Bifurcation Diagrams

This time we’re gonna talk about things I know a little bit more about : bifurcation diagrams and iterated functions. The code is available here

Bifurcation diagrams show the behavior of a function $ f: \mathbb{R} \rightarrow \mathbb{R} $, with a real parameter under iteration. Iteration simply means “plugging the output into the input”: a feedback if you will. Iterating from a “seed” $p$, the function can converge to a value (i.e. a fixed point), explode into $\infty $, or go into a cycle. A cycle can have a period, which is the number of iteration you need to do to come back to the original value. In other words, a periodic point $p$ of period $k$ is defined as $f^k(p) = p$, with $k$ being the smallest integer with which this condition is true. Here, $f^k$ simply means iterating the function $k$ times.

Sometimes, the function will go into an “aperiodic cycle”, where the function won’t come back to a fixed point. This is chaotic behavior. A chaotic orbit will never visit a point which it has already been to.

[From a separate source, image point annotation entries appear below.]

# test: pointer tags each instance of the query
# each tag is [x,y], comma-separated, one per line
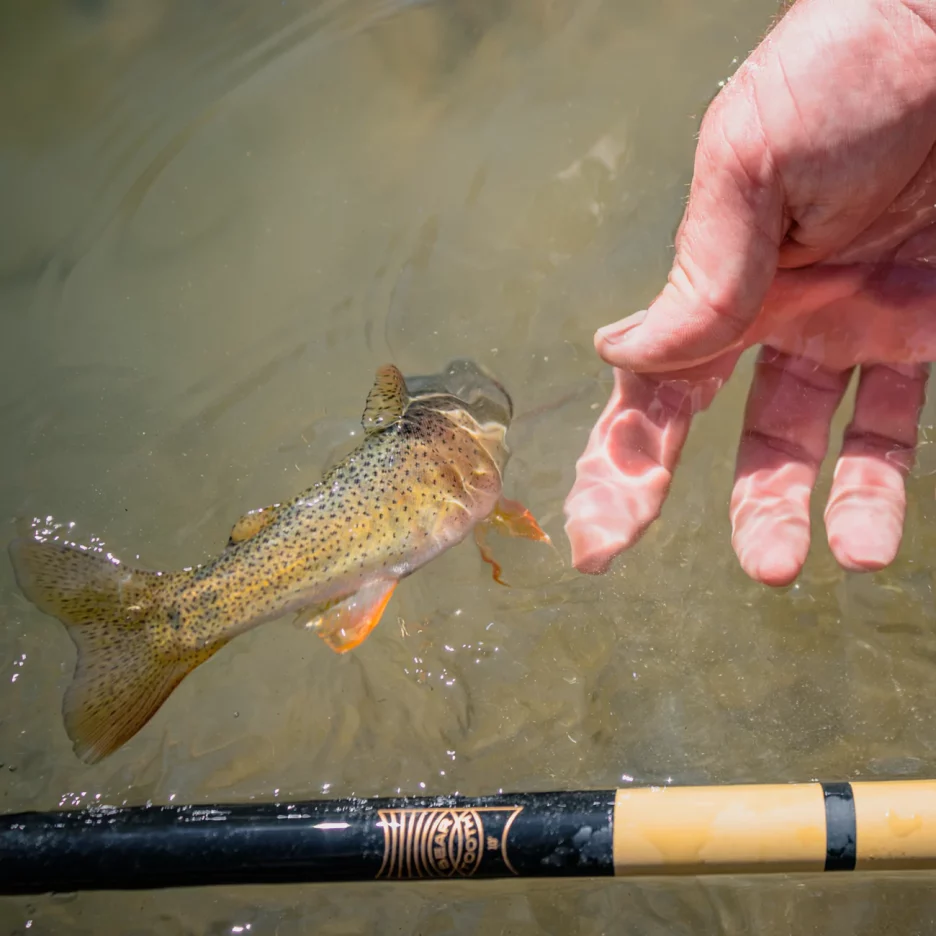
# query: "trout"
[428,472]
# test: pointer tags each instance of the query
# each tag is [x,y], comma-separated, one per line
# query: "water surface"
[219,219]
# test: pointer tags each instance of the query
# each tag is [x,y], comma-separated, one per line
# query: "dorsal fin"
[252,523]
[386,400]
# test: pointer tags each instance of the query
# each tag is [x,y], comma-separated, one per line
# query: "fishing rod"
[657,830]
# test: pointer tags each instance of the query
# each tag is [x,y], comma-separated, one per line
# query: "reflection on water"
[219,219]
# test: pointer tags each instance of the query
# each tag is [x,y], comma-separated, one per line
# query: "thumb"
[727,248]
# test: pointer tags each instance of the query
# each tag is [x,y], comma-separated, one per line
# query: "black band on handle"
[841,827]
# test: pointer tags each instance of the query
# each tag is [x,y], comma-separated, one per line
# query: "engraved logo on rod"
[439,842]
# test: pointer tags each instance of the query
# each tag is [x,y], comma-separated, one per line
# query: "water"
[219,219]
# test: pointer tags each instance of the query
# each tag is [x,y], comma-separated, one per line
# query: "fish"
[428,471]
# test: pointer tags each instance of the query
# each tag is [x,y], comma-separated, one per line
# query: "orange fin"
[512,519]
[251,524]
[347,624]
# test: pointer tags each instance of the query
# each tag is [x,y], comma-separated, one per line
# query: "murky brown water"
[219,218]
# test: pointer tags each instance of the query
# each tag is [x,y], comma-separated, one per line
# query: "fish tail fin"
[121,622]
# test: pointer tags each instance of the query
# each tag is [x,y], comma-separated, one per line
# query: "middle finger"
[784,439]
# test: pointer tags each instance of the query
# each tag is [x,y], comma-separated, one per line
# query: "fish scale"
[428,471]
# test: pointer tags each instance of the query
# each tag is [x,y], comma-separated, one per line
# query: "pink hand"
[817,161]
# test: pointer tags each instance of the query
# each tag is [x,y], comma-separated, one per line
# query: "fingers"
[865,513]
[784,440]
[726,251]
[624,474]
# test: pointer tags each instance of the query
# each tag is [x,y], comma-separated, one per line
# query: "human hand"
[810,230]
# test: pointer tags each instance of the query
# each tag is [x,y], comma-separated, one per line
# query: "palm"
[822,254]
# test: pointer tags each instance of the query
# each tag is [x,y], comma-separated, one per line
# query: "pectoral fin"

Enough chit-chat. In this bifurcation diagram, we see if our function converge to a fixed point, or go into an (a)-periodic orbit. We can iterate whatever function we like (well, not quite; it has to be a real function and have only one real parameter) but usually we show the classic logistic function:

$$ f_{n+1}(x) = ax(1-x) $$

Note that this function is actually a second degree polynomial.

On the $x$ axis, we vary the parameter $a$ from 2 to 4, and we iterate the function, starting from a point $p$. After a fixed number $k$ of iteration to let the function stabilise itself we start plotting points whose coordinates are now $ (a, f^n(p))$, with $K < n < M$. And tada, we have a bifurcation diagram.

We can see the classic Road To Chaos, with period doubling happening quicker and quicker. First, $f$ converge to a fixed point, then it splits into a 2-cycle. Then a 4-cycle, a 8-cycle… faster and faster. The rate at which those bifurcation occurs is the Feigenbaum $\delta$ constant. Then chaos, or a big blob of white on the screen.

This behavior is linked to the number of solution to the equation $f^k(x) = x$. As $f$ is a 2nd degree polynomial, and since the iterate of a polynomial is also a polynomial, we will always have $2^K$ solutions. However, most of them will be in the complex plane. Since our seed is real, we need real solutions. Luckily, as the parameter $a$ increase, the solutions becomes real for higher and higher iteration number, and our function gradually becomes chaotic.

Now of course you don’t have to use the logistic function. Here’s the bifurcation diagram of the “Gauss function”.

$$ f_{x+1} = exp[\alpha x_n^2] + \beta $$

Now we’ve tricked out a bit here, since we have two parameters: every frame shows a different value of $\alpha$, ranging $[4;7]$, and the $ x$ axis is the $ \beta $ parameter in the range $[-1;1]$.

This won’t be the last time I’m gonna talk about bifmaps. There’s great stuff to be done in here!